State Bank of India has done away with the 25 basis points mark up it used to charge retail customers taking a loan to buy a third or a fourth house.
India’s largest bank has taken this step in keeping with its thrust on retail loans, especially home loans, as corporate loan growth has turned sluggish.
SBI’s current card rates on home loans are: 10 per cent (that is 25 basis points above the base rate: 9.75 per cent) for loans up to Rs 30 lakh and 10.15 per cent (40 basis points above the base rate) for loans above Rs 30 lakh. A basis point is equal to one-hundredth of a per cent.
Banks normally charge customers a premium (higher interest rate) if they take a loan to buy a house for the third time.
The premium is to offset the impact of higher risk-weight and provisioning due to regulatory classification of a loan taken to own a third house as commercial real estate exposure.
Bankers say they have come across cases where customers owning ancestral property take a loan to buy a house in the city where they work.
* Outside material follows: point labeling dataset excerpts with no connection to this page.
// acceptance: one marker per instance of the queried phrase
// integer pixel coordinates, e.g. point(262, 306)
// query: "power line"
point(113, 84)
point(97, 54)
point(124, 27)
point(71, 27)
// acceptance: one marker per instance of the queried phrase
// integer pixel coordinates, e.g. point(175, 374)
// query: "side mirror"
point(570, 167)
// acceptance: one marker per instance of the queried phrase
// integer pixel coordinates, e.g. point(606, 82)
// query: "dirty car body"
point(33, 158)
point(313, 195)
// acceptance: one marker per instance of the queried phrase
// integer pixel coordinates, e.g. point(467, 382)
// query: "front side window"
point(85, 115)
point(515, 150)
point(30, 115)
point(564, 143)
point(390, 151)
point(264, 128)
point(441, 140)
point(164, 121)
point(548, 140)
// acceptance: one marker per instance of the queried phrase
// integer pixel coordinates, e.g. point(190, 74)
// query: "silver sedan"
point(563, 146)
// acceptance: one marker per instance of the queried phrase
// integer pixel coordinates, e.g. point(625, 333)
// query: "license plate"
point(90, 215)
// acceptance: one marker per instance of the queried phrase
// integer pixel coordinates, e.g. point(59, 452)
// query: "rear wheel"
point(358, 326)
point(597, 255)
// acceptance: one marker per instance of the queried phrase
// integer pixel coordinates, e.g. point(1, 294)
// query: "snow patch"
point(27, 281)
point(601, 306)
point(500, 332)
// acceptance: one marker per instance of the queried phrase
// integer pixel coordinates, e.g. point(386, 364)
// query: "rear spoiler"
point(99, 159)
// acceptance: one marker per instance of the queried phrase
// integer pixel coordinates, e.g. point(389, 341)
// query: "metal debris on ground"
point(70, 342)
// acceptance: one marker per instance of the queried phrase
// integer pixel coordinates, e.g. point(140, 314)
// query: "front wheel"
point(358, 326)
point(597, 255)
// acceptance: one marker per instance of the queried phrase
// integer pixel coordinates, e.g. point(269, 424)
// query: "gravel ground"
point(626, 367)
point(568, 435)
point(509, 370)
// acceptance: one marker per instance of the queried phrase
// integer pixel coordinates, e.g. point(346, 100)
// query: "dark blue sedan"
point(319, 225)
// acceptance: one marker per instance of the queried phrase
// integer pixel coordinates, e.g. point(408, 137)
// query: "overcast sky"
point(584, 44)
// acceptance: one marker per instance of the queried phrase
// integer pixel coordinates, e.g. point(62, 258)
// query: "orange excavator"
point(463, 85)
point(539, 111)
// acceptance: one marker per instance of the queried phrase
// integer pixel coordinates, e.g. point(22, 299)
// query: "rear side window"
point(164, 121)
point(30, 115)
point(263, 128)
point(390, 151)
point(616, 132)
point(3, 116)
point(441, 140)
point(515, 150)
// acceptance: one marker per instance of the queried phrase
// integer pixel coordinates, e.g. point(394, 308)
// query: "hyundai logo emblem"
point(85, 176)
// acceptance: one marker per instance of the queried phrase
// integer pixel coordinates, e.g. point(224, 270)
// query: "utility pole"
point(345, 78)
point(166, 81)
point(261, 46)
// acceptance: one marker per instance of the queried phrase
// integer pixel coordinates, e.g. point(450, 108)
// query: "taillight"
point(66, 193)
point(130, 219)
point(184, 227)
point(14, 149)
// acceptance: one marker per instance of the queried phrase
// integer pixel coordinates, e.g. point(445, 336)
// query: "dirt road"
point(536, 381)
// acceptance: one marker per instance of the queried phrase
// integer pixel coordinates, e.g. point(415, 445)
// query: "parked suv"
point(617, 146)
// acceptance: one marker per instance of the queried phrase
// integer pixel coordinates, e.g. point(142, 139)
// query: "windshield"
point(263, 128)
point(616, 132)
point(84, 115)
Having repaid the first loan, they are ready to take a second loan to buy another property.
However, under the current regulatory dispensation, the customer is considered as owner of two properties and loan given by banks for the third property is reckoned as commercial real estate exposure.
A senior bank official said the decision to give a loan to buy a house, be it the third or the fourth, is solely based on the borrower’s income and ability to repay.
If the customer has repaid two earlier home loans diligently, then the probability of default goes down significantly and the customer could be considered a safe bet for the bank.